College Station Theaters
- Former names: Hollywood Theatres – College Station Stadium 14; Regal College Station
- Location: 415 W. College St, Springfield, Missouri, U.S.
- Owner: Tillman Redevelopment, LLC (property); College Station Theater, LLC (operator)
- Type: Multiplex
- Screen: 14

Construction
- Reopened: November 22, 2024 (grand opening)

Website
- www.collegestationtheaters.com

= College Station Theaters =

Locally owned movie theater in downtown Springfield, Missouri

College Station Theaters is a locally owned, first-run movie theater in downtown Springfield, Missouri.
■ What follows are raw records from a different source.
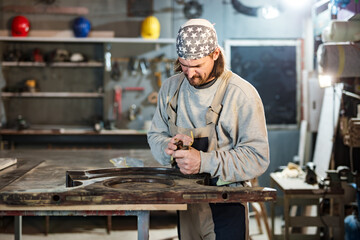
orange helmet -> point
(20, 26)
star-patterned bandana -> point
(196, 39)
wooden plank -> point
(6, 162)
(46, 9)
(310, 221)
(327, 129)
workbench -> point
(296, 192)
(85, 182)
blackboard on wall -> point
(273, 68)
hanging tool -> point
(118, 91)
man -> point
(222, 117)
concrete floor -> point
(162, 227)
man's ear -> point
(216, 54)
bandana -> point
(196, 39)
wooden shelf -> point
(55, 64)
(54, 94)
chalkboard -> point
(273, 68)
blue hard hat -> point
(81, 27)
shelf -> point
(90, 40)
(54, 94)
(56, 64)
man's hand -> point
(188, 160)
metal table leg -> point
(18, 227)
(143, 225)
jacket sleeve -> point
(246, 155)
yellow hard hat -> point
(150, 28)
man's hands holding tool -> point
(187, 158)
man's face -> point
(198, 71)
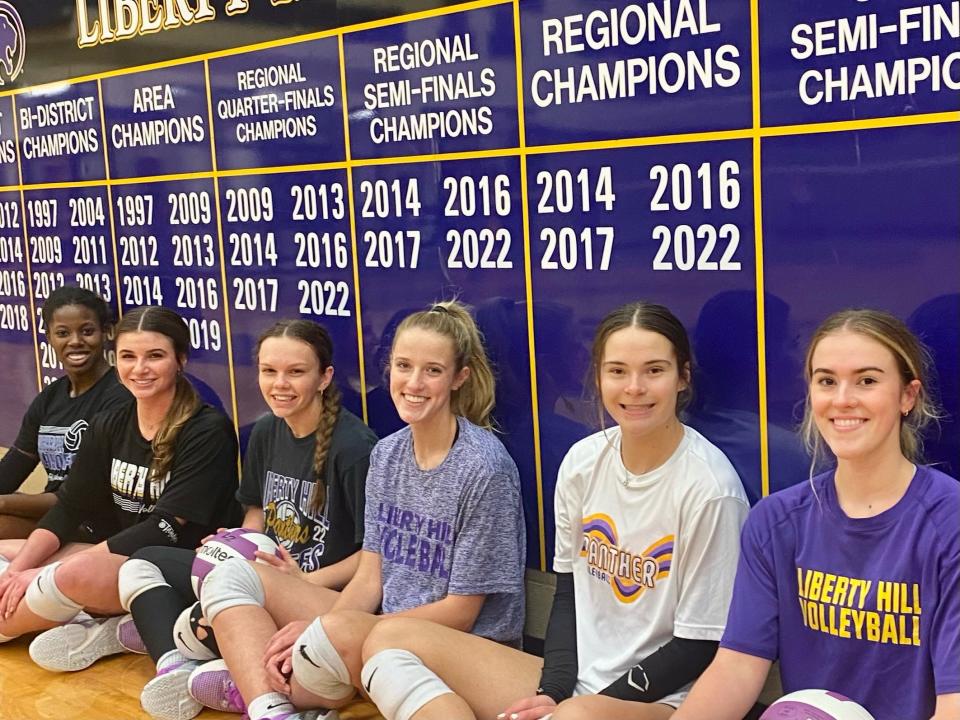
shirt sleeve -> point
(17, 466)
(205, 464)
(945, 626)
(250, 492)
(353, 480)
(753, 623)
(707, 560)
(86, 491)
(30, 426)
(566, 503)
(486, 550)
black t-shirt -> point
(278, 477)
(108, 483)
(55, 423)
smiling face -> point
(640, 381)
(291, 382)
(857, 396)
(423, 375)
(148, 365)
(77, 338)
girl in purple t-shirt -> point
(851, 582)
(443, 538)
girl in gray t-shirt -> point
(444, 537)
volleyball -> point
(815, 705)
(238, 542)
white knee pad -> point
(135, 578)
(317, 665)
(186, 639)
(400, 684)
(44, 598)
(231, 584)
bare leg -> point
(89, 580)
(243, 632)
(485, 676)
(589, 707)
(10, 548)
(12, 526)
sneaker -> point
(129, 637)
(166, 697)
(77, 645)
(212, 686)
(305, 715)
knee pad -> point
(135, 578)
(231, 584)
(187, 638)
(45, 599)
(403, 684)
(317, 665)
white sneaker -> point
(77, 645)
(167, 696)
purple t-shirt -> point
(455, 529)
(869, 607)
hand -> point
(531, 708)
(278, 657)
(208, 538)
(13, 586)
(285, 564)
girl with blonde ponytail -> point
(302, 485)
(443, 538)
(158, 470)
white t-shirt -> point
(652, 555)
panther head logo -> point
(13, 43)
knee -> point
(389, 634)
(578, 708)
(230, 584)
(346, 631)
(80, 573)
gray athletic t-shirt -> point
(456, 529)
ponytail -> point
(330, 402)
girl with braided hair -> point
(443, 539)
(160, 469)
(302, 485)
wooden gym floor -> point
(109, 690)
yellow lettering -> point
(235, 7)
(87, 35)
(843, 630)
(151, 18)
(885, 596)
(840, 592)
(815, 585)
(889, 629)
(858, 618)
(128, 19)
(827, 595)
(106, 34)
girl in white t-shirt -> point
(648, 515)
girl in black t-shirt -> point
(304, 474)
(77, 323)
(158, 470)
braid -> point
(328, 419)
(185, 404)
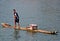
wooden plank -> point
(6, 25)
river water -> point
(44, 13)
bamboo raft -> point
(6, 25)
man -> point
(16, 19)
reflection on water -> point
(16, 35)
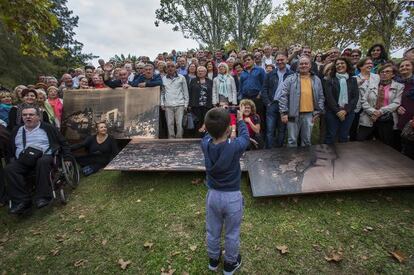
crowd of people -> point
(284, 93)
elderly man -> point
(267, 57)
(306, 51)
(174, 100)
(272, 87)
(32, 137)
(182, 66)
(148, 78)
(66, 83)
(301, 102)
(122, 80)
(131, 74)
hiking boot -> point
(213, 264)
(230, 268)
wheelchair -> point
(64, 173)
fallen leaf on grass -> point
(36, 233)
(196, 181)
(316, 247)
(283, 249)
(4, 239)
(80, 263)
(123, 264)
(170, 271)
(399, 256)
(334, 256)
(54, 252)
(60, 238)
(40, 258)
(148, 245)
(368, 228)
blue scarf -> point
(343, 89)
(223, 85)
(407, 81)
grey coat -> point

The venue originally opened in 2008 as Hollywood Theatres – College Station Stadium 14, was rebranded as Regal College Station in 2013, closed in January 2023, and reopened—after renovations—under local ownership in November 2024. It is located at the corner of Campbell Avenue and College Street—one block north of the Moxie Cinema, an arthouse venue on South Campbell.

== History ==
The complex opened on November 7, 2008 as Hollywood Theatres – College Station Stadium 14 as part of the College Station redevelopment project downtown. In May 2013, following Regal Entertainment Group’s acquisition of Hollywood Theatres, the site was rebranded as Regal College Station (also styled Regal College Station Stadium 14).

Regal announced it would close the downtown Springfield location at the start of 2023; the final day of operation was January 5, 2023.
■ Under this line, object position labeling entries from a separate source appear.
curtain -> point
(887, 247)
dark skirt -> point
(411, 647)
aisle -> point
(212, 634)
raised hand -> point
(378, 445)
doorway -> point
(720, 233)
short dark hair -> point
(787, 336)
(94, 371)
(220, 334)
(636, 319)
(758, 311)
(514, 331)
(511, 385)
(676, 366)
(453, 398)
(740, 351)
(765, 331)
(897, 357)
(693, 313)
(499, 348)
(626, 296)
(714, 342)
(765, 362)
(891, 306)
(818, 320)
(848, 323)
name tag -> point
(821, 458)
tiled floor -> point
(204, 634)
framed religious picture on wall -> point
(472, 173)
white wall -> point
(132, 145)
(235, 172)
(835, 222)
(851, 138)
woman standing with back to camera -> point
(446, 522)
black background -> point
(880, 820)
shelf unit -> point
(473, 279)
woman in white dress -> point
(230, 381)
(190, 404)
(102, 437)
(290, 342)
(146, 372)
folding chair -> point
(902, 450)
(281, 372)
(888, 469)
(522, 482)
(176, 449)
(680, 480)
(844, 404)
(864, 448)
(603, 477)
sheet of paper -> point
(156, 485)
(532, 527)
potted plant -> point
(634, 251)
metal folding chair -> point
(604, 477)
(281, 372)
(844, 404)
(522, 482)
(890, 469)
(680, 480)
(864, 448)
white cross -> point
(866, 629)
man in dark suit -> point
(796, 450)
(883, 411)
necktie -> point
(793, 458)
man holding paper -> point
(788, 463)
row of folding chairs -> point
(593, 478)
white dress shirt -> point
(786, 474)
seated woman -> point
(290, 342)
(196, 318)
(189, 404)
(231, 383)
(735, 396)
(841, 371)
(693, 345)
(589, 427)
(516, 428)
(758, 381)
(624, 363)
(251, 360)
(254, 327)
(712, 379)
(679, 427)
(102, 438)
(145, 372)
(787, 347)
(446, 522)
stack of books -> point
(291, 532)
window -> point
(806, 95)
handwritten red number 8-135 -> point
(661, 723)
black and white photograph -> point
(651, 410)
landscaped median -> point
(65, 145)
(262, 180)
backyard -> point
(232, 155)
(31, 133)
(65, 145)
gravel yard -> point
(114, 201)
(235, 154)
Property owner Tillman Redevelopment created a new operating entity, College Station Theater, LLC, in 2024 and undertook upgrades to reopen the venue as an independent, locally operated theater. A soft opening occurred in mid-November 2024, followed by a grand opening celebration on November 22, 2024.

== Facilities and operations ==
Renovations emphasized technology and comfort, including installation of Dolby Atmos audio in select auditoriums, laser projection, and heated reclining seats. Ten of the building’s 14 auditoriums were fully renovated for the relaunch, with four left unrenovated for potential future expansion.

The theater also features partnerships with local businesses: a year-round Pineapple Whip stand occupies the former box-office area, and an arcade space is managed in collaboration with downtown’s 1984 Arcade.

== Location ==
College Station Theaters sits at 415 W. College Street, at the corner of College Street and Campbell Avenue, with two free parking garages immediately across those streets. The venue is one block north of the Moxie Cinema on South Campbell Avenue, placing the city’s locally owned/operated, first-run multiplex and arthouse venues within easy walking distance of each other.